Later this morning I plan to graft a new batch into this cell builder (I already gave them fresh combs of brood/pollen). But I think I'll sort them all through an excluder to help ensure no other virgin is in there, or I'm sure they'll reduce my graft takes to zero.


----------



## squarepeg

very cool daniel. i really like the idea of using queen castles for mating nucs. i want to get a few of those for next year.

any ideas about why 7/8 of your queens were missing? i think returning from mating flights is going to be the hard part here too.


----------



## squarepeg

good work joseph salvaging that round of queens! mine hatched on the 11th day after grafting, i guess because it has been warm lately.


----------



## Daniel Y

I can't really say where those queens went. I do know I did not like the look of the quality of them. The only queen that did look good is still there. My gut tells me the bees where not impressed with these queens and did them in as soon a they had mated and laid the first eggs there is some very spotty open larva in these nucs. That is just purely what my gut tells me. I think if I can get at least one quality queen produced in each nuc they will be off and running.

In all the vanishing act of queens in my apiary this year has me concerned. It has been happening since April.


----------



## squarepeg

interesting daniel. i sometimes have hives that fail to requeen themselves and i'm not sure why. i suspect that there are predatory birds around that make a meal on them from time to time.

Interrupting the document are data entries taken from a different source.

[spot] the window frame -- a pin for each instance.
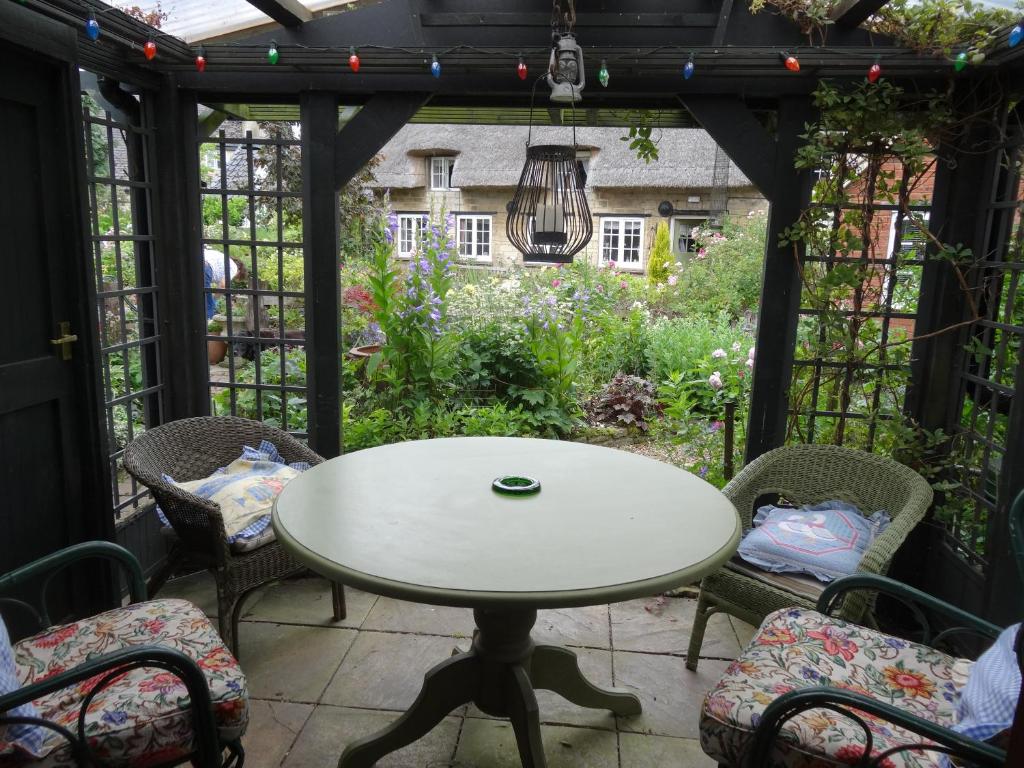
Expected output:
(448, 164)
(419, 220)
(475, 244)
(633, 266)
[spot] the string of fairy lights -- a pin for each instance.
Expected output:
(788, 59)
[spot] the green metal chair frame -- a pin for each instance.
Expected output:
(808, 474)
(842, 700)
(193, 449)
(208, 750)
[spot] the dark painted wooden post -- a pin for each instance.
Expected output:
(777, 317)
(174, 158)
(320, 238)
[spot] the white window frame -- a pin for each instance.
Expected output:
(417, 221)
(902, 275)
(693, 221)
(620, 247)
(476, 249)
(439, 168)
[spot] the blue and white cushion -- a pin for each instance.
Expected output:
(26, 737)
(989, 699)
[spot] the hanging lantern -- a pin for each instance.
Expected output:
(688, 69)
(565, 74)
(92, 28)
(548, 218)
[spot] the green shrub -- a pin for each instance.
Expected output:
(659, 260)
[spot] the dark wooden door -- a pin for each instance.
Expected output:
(51, 469)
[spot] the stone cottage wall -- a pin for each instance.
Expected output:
(603, 202)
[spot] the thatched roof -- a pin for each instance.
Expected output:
(493, 156)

i just got in from checking my mating nucs, and the queens emerged from their cell in all six of them.

now we'll have to see how the mating goes.

that leaves me with five virgins in the garage that i am offering free of charge to any of our local club members that want to try them.


----------



## mroark

Lauri said:


> To see how I got these mini frames drawn out in just a few days, go to my facebook page at link below:
> 
> 
> Click on each photo on the facebook page for detailed info. Video shows brushing bees off their frames-from a 10 frame deep- onto mini frames and caging the existing queen for a few days until they started drawing out the new comb.Then I turned her lose so she could get back to work. I used those older frames of brood the bees were brushed off of to freshin my starter hive.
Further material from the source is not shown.